I ran some updates on an old Windows 10 machine that was sorely out of date. The Elastic Endpoint records all file change events that happen on the system. Using these logs and Lens, I was able to find which processes were responsible for all the file activity within the suspected time window. I will provide a screen shot below of the results. As suspected the Windows Update service is responsible for creating quite a bit of file write activity on my host machine. To create a query I went to Visualize -> Create. In the Search I entered host.hostname : "TARGET_HOSTNAME". Then click Add Filter and add event.type: is one of change, deletion, creation.
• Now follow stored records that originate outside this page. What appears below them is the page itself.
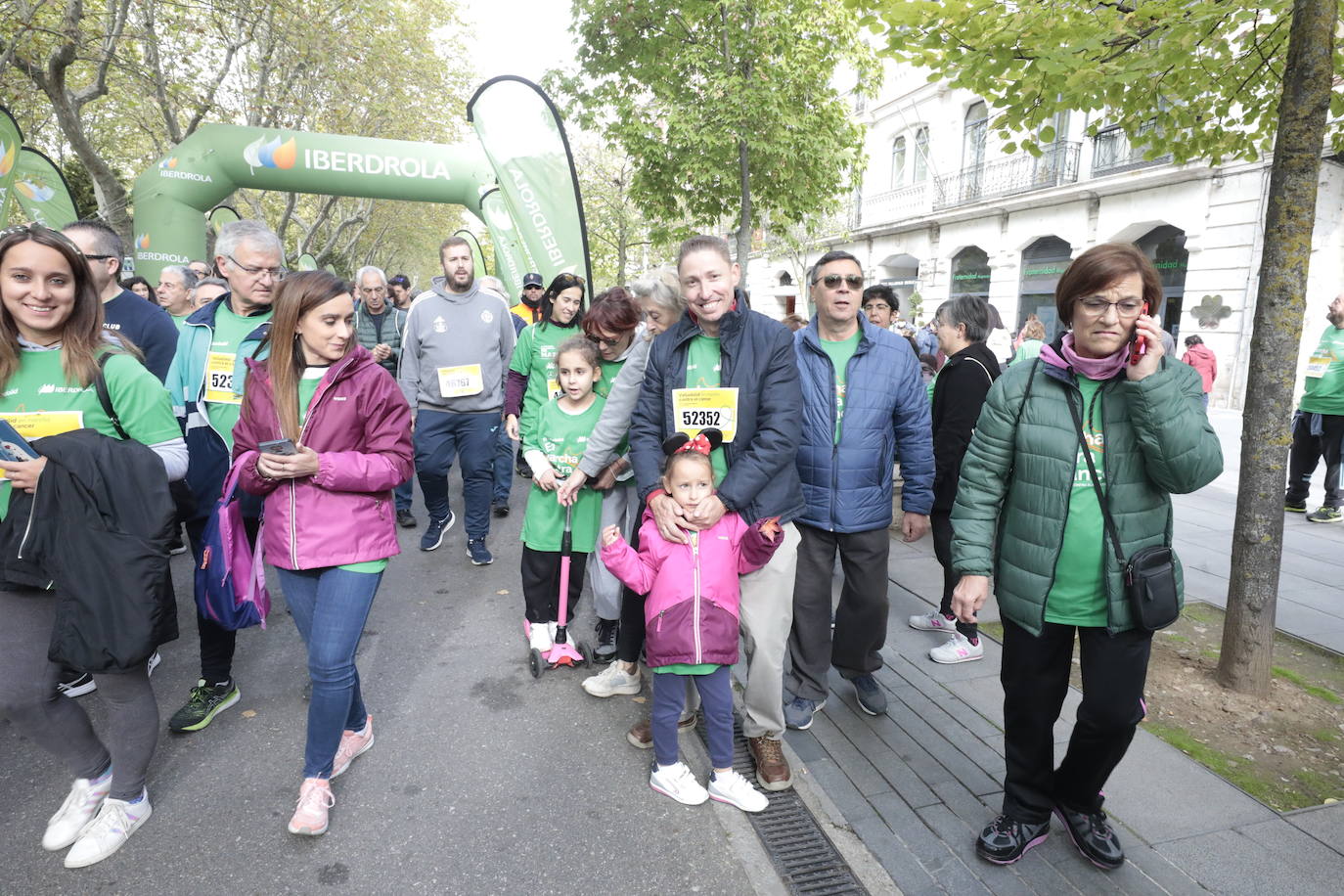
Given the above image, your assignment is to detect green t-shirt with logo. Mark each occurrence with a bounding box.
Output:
[1300,327,1344,415]
[819,331,863,445]
[0,349,181,518]
[508,321,582,439]
[204,302,272,451]
[1046,377,1106,627]
[522,398,606,554]
[686,334,729,485]
[298,367,387,572]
It might be worth creating a Trusted Application entry to help avoid processing some of these windows update file writes. Trusted Applications are located at Security > Administration > Trusted applications. We suggest adding the full path to TiWorker.exe as well as the signature (Microsoft Windows).

We do not recommend putting svchost.exe on the Trusted Application list as it can open you up to security vulnerabilities. Another important note is that this was all done with the 7.11 Agent and Endpoint. We are continually adding features to allow users to tweak their individual installations.

Hi Matt,

thanks for this feedback, in particular your approach to diagnosing this. Can you please clarify what hashing algorithm is expected in the trusted application hash section. I do not seem to be able to get the "signature" option to appear.

Thanks in advance

The input box will accept any md5, sha1, or sha256 file hash. These are the three options I have when using a 7.11 installation.

Thank you for clarifying the excepted hashes.
Our dev version is currently V 7.10.2 , which explains the missing option.

This topic was automatically closed 28 days after the last reply. New replies are no longer allowed.